Erdogan opened a meeting of foreign ministers from Jordan, Syria, Kuwait, Iran, Turkey, Saudi Arabia and Egypt, expressing concern about Iraq's new government and fear that Iraq's violence could spread to the region.

"Iraq cannot be a place where one entity prevails over the others, nor can it be a place divided up as desired," Erdogan said in Istanbul. "Such attempts will meet the reaction of the countries of the region and the international community.

Shiites make up 60 percent of Iraq's 26 million people. The Kurds make up 20 percent, and the Sunni Arabs, who largely stayed away from the elections either in boycott or for fear of attacks, are roughly 15 percent to 20 percent.
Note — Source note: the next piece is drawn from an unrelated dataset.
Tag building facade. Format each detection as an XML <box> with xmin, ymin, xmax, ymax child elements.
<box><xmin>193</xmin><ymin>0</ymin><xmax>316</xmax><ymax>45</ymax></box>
The U.S. military also said four U.S. soldiers were killed and two wounded Thursday when a Task Force Freedom convoy was hit by a roadside bomb in Tal Afar city, 90 miles east of the Syrian border, the military said in a brief statement. It did not explain why the casualties were not announced earlier.

Elsewhere, four U.S. soldiers in a convoy were wounded when their Humvee rolled into a ditch late Friday night near Abu Ghraib prison, west of Baghdad, the U.S. military said Saturday.

The names of the soldiers were being withheld pending notification of relatives. At least 1,579 members of the U.S. military have died since the Iraq war started in March 2003, according to an Associated Press count.

Separately, U.S. Marines operating near Fallujah, 40 miles west of Baghdad, found and destroyed two such caches, including blasting caps, mortars, an anti-aircraft rocket system and rocket-propelled grenades on Friday, the U.S. military said.